Mr. Snider had made a trip out to the West Texas plains in 1936 to teach piano lessons. He and some of his friends were having lunch under an old oak tree near Lubbock when the Western Union messenger rode his bicycle up and handed him a telegram which requested that he come to Dallas and appear on KRLD Radio as the pianist for the original Stamps Quartet.

This group made its debut appearance in Dallas during the 1936 Texas Centennial celebration at the Texas State Fair where they broadcast two programs each day. The quartet was so popular that it became the first gospel quartet to have a daily radio show. During this time the quartet received as many as 5,000 fan letters per day.

He studied piano under the direction of Freddy Martin, an adopted son of gospel music legend V.O. Stamps and a member of the Cass County Boys, the band for Western movie star Gene Autry.

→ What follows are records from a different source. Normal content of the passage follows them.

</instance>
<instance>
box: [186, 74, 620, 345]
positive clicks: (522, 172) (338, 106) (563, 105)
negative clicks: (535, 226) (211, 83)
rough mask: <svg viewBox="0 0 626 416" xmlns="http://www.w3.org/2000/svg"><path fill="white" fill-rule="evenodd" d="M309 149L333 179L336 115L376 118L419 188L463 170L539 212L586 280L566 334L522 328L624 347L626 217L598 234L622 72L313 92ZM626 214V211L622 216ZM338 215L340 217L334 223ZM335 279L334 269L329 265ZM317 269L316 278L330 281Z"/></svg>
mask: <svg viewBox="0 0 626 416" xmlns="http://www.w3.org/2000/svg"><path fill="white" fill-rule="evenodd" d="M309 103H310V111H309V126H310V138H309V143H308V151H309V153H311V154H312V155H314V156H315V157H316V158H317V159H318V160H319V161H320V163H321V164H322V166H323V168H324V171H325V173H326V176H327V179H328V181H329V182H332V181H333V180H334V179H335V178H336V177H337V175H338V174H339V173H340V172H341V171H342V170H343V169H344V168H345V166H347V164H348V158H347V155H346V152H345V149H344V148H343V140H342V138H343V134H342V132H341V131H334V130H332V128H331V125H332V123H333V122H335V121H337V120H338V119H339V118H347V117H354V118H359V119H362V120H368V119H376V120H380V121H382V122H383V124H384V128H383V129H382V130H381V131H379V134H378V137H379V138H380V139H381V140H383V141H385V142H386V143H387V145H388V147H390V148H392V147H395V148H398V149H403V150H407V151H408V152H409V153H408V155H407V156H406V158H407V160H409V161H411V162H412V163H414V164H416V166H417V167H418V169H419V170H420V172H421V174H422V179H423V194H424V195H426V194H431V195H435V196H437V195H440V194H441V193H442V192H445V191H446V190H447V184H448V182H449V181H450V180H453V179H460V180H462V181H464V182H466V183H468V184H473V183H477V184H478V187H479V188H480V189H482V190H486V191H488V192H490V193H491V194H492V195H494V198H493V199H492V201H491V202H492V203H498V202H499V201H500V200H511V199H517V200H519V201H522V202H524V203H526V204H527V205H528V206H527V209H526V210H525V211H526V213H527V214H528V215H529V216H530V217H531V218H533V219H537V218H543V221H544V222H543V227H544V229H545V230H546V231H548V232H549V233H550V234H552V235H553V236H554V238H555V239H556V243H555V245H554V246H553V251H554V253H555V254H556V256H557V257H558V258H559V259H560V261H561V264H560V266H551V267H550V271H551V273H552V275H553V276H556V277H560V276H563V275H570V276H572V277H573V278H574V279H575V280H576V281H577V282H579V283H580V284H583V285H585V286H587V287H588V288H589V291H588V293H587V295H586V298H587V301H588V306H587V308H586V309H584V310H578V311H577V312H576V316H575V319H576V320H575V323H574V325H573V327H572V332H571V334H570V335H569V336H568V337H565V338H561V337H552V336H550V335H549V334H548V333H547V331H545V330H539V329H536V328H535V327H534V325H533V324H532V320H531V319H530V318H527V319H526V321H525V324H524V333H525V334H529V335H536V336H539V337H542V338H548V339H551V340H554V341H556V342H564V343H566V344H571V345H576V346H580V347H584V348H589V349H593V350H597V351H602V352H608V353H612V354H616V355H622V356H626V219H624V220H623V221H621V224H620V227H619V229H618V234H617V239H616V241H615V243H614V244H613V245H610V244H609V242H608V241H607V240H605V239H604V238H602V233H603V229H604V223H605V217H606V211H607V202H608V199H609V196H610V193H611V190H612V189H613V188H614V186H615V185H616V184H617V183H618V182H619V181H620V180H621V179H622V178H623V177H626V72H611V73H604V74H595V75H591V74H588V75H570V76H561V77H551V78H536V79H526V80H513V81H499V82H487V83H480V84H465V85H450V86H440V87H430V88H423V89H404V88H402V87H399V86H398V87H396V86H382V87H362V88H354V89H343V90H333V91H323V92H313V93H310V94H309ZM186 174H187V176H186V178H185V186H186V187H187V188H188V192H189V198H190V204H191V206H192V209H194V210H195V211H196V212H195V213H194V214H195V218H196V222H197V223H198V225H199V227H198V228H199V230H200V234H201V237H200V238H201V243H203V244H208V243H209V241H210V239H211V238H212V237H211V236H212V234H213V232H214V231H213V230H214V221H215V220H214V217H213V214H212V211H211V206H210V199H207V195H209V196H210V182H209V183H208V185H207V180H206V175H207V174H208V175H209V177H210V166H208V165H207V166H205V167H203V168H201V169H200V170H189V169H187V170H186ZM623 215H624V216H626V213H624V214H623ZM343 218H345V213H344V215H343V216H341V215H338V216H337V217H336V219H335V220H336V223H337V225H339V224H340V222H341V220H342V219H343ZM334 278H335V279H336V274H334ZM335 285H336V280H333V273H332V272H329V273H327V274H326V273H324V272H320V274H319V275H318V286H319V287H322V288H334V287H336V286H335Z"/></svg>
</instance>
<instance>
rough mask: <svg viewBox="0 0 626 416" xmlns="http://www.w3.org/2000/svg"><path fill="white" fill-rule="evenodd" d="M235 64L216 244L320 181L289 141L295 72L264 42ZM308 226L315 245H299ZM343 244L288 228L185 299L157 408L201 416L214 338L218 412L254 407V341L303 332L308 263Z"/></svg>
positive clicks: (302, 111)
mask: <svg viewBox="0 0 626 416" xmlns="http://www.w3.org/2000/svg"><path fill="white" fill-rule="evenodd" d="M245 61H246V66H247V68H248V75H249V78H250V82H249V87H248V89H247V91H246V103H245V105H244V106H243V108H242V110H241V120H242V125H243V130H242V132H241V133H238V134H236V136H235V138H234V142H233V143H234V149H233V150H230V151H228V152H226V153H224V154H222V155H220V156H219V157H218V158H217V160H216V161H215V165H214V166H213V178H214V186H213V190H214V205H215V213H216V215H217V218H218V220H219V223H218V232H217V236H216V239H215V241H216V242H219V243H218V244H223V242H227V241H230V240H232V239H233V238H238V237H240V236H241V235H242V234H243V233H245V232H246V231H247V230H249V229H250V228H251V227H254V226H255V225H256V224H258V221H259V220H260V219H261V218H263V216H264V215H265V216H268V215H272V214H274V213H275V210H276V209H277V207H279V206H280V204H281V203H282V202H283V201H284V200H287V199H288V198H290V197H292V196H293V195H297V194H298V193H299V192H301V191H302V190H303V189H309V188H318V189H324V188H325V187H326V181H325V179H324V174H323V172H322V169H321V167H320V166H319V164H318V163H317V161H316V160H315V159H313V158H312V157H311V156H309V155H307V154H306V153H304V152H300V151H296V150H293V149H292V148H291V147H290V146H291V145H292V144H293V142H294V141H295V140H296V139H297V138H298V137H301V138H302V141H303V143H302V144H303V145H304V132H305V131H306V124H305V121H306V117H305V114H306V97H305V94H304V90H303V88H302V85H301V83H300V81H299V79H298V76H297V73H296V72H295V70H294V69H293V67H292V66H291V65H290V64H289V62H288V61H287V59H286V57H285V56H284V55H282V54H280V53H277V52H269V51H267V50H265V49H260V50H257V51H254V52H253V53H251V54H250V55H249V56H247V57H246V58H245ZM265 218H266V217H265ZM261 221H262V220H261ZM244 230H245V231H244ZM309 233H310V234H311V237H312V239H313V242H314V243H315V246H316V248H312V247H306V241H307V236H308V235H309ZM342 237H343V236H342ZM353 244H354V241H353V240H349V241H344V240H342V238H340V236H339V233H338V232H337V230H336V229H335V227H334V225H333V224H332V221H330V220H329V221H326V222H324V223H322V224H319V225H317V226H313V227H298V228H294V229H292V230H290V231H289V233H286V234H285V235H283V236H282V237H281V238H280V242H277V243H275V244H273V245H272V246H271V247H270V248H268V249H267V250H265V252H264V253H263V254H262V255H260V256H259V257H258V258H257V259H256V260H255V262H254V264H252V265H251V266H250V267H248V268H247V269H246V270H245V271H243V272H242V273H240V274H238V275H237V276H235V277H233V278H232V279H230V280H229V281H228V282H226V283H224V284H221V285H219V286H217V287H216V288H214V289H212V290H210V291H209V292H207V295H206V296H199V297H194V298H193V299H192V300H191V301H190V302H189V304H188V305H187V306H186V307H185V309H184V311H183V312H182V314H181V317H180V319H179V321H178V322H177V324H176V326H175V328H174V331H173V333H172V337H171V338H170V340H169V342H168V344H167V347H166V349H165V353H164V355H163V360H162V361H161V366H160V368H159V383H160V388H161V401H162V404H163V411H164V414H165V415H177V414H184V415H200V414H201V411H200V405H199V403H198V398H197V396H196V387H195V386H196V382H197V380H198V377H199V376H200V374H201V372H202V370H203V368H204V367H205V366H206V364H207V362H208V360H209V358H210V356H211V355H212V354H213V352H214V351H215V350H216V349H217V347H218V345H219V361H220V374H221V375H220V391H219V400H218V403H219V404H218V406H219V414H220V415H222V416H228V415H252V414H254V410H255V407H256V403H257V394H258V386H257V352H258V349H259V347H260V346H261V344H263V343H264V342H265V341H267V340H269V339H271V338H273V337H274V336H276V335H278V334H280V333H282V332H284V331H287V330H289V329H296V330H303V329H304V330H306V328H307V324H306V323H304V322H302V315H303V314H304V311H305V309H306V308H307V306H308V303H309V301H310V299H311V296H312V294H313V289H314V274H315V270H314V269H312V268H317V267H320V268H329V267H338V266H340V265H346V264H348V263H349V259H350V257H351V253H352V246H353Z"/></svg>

Snider organized the Imperial Quartet in 1946, which was featured five times a week on Texas Quality Network. He then produced, emceed and played piano for the "Songs of Inspiration" television show in Dallas. During this period he also emceed W.B. Nowlin's "Battle of Songs" presentations in Forth Worth, TX. He also composed the popular song "I've Got The Corner Turned Down", recorded by Hovie Lister and the Statesmen Quartet.

Mr. Snider was the last living member of the original Stamps Quartet. He was inducted into the Southern Gospel Music Hall of Fame in 2003 and was the oldest living member until his death November 14th.  He was 96.


Anthony Elden Greene, best known to his fans and friends as “Tony”, was born on October 17, 1968, to Everette and Carolyn Greene, the youngest of three children.  Beginning in the early 1980s, Tony was the lead vocalist for one of gospel music’s most popular family groups of the last quarter century, The Greenes.  Throughout their career they charted several hits such as “There’s A Miracle In Me”, “Stand By the River”, “When I Knelt the Blood Fell”, “Jesus’ Rocking Chair”, and others.

In addition to his singing abilities, Tony was also an accomplished musician, a comedian, businessman, and promoter.  His cruises, bus tours, and annual concerts were among some of gospel music’s most well-attended events.

In 2000, Tony proposed to The Greenes’ soprano vocalist, TaRanda Kiser, on the stage at NQC, and they were married on February 13, 2001.  On August 25, 2009, Tony underwent a successful kidney transplant, the donor being his wife TaRanda.  He quickly resumed his touring schedule and remained busy with the Greenes until his final hospitalization on September 21, 2010.

Tony Greene passed away following several health complications on September 28, with family and friends by his side.  He was 41.